Life on the Streets of Vienna

“It was truly a meager living which never sufficed to appease even my daily hunger,” Hitler later wrote, referring to his vagabond days. “Hunger was then my faithful bodyguard; he never left me for a moment and partook of all I had.” And despite his struggle in Vienna, he never drank nor smoked, and he constantly read books.

During this time, he taught himself a philosophy on which he later built his totalitarian acts. First, Hitler learned to honor war and conquest. He decided that peace was bad for mankind, as it corrupted men and made them soft. Hitler found that life, he said, was meant to be hard and cruel.

Secondly, Hitler convinced himself that Germans were a superior race of people. He found Germans to be more skillful, intelligent, and stronger than all other races. While he found Germans to be the master race, he was certain that all other people were meant to be their slaves. Ironically, let us not forget that Adolf Hitler himself is Austrian and not German.

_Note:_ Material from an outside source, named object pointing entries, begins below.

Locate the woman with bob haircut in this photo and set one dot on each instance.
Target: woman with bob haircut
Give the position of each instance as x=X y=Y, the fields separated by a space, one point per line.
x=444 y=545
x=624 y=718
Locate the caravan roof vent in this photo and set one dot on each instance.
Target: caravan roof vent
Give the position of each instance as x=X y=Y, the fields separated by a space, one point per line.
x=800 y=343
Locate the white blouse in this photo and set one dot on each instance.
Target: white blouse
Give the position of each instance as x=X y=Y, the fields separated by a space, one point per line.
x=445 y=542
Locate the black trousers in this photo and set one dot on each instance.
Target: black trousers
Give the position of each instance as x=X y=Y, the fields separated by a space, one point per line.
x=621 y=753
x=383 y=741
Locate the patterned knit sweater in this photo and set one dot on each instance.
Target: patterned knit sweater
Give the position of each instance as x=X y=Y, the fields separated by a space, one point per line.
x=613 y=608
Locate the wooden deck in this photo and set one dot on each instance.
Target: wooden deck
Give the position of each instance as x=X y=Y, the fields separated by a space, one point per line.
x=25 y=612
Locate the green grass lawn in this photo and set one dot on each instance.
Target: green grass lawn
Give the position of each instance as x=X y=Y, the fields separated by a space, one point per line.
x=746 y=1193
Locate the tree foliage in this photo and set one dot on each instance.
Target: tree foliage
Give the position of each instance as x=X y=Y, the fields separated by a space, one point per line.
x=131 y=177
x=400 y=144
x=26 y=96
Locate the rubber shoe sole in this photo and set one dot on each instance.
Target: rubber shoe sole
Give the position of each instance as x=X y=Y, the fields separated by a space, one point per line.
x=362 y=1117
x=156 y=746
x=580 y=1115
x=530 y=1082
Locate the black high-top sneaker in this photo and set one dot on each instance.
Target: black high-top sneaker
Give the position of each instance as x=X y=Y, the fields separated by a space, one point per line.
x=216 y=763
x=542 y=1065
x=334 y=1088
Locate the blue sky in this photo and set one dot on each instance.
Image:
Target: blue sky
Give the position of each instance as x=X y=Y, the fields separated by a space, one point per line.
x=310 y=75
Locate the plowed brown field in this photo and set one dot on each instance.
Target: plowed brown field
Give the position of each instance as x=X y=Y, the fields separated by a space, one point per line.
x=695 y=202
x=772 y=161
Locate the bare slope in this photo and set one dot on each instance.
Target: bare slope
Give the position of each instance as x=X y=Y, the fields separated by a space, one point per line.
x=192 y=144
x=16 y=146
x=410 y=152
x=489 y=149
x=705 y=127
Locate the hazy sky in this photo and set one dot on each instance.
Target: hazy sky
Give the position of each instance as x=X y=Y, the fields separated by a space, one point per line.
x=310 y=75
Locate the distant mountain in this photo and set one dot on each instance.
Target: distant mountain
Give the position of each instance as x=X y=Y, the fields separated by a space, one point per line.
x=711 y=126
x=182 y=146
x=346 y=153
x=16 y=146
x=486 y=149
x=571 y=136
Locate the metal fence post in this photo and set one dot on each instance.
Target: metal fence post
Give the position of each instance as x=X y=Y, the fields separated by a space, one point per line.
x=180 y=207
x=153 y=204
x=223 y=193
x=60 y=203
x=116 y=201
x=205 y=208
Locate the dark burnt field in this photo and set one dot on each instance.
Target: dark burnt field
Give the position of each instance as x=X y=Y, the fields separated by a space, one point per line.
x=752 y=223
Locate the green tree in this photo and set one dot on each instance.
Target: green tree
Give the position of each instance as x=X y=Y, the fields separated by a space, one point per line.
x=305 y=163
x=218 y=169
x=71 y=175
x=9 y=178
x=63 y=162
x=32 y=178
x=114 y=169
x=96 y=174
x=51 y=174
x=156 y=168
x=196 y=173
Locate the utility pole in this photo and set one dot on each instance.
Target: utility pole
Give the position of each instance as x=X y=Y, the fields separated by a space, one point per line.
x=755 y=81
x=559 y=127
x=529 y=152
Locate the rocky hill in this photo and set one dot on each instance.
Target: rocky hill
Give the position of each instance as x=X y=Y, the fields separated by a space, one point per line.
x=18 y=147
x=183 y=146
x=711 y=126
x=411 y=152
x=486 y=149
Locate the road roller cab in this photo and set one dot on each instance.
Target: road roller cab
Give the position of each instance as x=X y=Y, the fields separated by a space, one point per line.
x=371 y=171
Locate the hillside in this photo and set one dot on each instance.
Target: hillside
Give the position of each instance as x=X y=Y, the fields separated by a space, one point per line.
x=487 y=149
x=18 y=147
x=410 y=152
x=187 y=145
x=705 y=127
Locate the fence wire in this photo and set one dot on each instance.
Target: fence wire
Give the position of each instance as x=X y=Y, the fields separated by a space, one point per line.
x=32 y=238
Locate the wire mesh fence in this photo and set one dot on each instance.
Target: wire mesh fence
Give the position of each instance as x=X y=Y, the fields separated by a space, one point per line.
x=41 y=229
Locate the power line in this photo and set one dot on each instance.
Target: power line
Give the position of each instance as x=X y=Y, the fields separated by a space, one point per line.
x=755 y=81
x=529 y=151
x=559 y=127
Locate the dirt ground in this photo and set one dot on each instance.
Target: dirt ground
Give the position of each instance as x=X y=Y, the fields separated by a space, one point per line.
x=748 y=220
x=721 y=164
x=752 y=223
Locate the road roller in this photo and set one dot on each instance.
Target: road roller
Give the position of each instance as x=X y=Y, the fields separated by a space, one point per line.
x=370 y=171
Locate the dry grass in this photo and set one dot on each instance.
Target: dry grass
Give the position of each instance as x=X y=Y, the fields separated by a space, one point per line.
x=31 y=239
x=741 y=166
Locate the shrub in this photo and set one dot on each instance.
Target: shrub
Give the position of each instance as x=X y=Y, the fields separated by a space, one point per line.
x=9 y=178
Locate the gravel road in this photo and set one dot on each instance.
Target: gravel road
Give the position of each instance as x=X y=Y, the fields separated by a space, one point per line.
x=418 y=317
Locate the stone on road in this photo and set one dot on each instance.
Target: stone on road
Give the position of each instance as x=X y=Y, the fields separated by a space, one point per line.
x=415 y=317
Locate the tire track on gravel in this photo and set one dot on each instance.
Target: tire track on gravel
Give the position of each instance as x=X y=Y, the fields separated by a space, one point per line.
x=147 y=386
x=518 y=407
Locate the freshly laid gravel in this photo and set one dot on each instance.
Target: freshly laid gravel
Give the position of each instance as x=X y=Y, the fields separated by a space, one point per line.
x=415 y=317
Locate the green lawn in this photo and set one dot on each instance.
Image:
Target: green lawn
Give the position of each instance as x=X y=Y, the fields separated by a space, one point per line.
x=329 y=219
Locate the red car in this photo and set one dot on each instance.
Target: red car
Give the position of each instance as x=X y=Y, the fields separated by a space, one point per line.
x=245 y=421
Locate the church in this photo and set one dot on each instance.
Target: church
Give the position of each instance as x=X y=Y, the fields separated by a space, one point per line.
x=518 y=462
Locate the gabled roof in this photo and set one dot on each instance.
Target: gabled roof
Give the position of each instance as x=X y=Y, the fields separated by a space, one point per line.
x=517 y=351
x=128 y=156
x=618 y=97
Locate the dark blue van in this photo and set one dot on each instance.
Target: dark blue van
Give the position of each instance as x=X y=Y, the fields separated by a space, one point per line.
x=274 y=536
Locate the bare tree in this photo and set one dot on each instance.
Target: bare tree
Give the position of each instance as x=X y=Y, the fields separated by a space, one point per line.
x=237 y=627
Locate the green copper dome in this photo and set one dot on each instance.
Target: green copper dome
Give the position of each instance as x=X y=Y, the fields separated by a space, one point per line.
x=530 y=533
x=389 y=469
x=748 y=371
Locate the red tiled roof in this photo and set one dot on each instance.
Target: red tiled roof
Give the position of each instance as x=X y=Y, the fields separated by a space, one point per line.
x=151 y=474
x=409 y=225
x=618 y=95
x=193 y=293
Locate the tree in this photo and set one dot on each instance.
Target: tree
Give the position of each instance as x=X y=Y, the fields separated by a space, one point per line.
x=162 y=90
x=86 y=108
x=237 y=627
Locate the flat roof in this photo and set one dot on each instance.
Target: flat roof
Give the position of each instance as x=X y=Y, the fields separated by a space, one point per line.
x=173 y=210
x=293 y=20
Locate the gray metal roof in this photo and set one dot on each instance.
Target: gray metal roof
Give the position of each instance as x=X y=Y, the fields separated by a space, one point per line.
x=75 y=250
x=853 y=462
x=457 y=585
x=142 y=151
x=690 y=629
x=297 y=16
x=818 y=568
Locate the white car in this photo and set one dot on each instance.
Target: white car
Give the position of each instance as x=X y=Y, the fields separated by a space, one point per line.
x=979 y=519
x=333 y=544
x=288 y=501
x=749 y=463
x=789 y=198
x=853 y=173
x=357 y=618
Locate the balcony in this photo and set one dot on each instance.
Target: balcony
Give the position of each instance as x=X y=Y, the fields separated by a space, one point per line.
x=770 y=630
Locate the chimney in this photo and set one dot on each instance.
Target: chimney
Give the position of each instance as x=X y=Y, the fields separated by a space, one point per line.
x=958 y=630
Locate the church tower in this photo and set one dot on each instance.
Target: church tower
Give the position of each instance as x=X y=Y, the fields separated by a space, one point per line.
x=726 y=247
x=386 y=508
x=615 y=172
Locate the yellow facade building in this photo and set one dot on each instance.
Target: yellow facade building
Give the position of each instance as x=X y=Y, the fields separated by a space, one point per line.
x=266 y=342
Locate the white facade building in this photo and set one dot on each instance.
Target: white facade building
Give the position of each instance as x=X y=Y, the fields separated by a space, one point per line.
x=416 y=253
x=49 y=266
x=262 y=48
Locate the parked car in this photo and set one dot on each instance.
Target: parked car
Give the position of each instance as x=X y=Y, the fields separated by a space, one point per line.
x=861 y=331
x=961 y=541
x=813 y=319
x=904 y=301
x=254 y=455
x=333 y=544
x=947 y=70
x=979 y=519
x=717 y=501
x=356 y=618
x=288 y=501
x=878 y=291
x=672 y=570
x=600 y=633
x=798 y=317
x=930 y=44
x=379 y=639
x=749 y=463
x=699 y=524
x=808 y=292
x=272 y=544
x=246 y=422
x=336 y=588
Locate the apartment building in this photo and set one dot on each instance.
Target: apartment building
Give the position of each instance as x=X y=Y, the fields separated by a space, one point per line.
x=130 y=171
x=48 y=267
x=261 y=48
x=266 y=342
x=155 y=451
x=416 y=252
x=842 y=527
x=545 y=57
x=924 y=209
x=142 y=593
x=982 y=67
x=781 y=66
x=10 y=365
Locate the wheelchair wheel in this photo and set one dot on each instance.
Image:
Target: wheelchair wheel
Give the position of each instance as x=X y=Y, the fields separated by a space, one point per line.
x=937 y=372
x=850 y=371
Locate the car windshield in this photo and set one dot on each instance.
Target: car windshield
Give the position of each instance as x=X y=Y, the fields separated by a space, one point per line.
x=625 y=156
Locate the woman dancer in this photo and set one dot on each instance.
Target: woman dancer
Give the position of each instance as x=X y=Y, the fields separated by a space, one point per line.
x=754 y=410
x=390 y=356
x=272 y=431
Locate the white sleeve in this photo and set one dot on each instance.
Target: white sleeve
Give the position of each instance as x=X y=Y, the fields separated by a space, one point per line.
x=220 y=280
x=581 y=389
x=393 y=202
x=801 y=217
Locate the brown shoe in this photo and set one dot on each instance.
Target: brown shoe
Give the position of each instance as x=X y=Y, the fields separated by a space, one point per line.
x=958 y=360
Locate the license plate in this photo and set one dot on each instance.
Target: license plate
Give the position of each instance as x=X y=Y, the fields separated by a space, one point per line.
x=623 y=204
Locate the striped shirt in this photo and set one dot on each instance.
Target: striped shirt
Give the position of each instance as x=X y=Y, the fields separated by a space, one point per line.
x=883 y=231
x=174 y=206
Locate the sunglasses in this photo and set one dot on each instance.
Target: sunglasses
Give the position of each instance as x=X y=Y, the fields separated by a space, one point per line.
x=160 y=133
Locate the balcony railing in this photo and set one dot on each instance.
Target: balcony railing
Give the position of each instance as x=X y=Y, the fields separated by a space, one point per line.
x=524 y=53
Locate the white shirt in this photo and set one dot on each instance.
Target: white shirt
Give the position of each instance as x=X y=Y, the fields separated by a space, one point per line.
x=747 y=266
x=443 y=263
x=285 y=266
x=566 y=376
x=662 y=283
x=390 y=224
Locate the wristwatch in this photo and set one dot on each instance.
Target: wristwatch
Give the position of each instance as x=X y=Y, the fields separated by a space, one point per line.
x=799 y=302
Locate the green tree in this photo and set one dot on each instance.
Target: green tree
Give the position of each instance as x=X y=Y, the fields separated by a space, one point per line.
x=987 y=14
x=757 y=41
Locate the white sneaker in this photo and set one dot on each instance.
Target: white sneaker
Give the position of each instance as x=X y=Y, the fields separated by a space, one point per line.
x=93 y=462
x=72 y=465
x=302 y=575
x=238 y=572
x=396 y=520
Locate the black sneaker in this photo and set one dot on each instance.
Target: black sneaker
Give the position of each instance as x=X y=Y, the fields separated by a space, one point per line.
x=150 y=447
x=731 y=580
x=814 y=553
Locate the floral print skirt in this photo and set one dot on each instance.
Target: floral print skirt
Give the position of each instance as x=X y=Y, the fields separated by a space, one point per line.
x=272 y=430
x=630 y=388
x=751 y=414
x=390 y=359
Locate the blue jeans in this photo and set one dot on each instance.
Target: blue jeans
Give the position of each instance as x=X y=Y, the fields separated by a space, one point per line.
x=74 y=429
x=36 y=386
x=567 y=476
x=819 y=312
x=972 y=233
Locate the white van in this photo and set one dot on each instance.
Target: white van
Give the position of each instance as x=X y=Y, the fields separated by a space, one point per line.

Hitler also noted that any successful political party had to have the knowledge of how to attract millions of people. This meant propaganda, and, as Hitler would comprehend it, lying. He also said that bigger lies are better because it was easier to believe a big lie than a small one. Terror was also an advantage for a political party according to Hitler, even to the extreme of killing political opponents.

Hitler's First Encounter with Jews

Hiter also became more exposed to the cultures of Vienna while living on the streets. His eyes were opened to two different “menaces to German existence,” one being Jews.

“Is this a Jew? was my first thought. For, to be sure, they had not looked like that in Linz. I observed the man furtively and cautiously, but the longer I stared at this foreign face, scrutinizing feature for feature, the more my first question assumed a new form: Is this a German?” Hitler later went on, noting that after searching endlessly through numerous Social Democratic pamphlets, he finally realized that “the Jews was no German,” and from then on he hated them deeply.

Hitler let his idea of Jews plague his mind until his death, finding them to be disgusting and intolerable.

Hitler's Second Chance in Life

In the spring of 1913, Hitler moved to Munich, Germany for a few reasons. One reason for this change, he said, was that he could not stand the mixture of races in Vienna. He says his heart had always been in Germany. However, the most important reason he left Vienna was because he wanted to escape militray service. For the previous three years of his life he had dodged the service, but in 1913 he finally moved to get away from any possibilities of serving “in the ranks of the Jews.”

At the age of twenty-five and the begining of World War I in 1914, Adolf Hitler knew a break was coming for him. He asked King Ludwig III of Bavaria for permission to serve in a Bavarian regiment. This wish was granted and brought Hitler a new life. He served four years in the First Company of the Sixteenth Bavarian Reserve Infantry Regiment on the Western front in France as a dispatch runner. Hitler was wounded twice and twice he recieved an Iron Cross for bravery.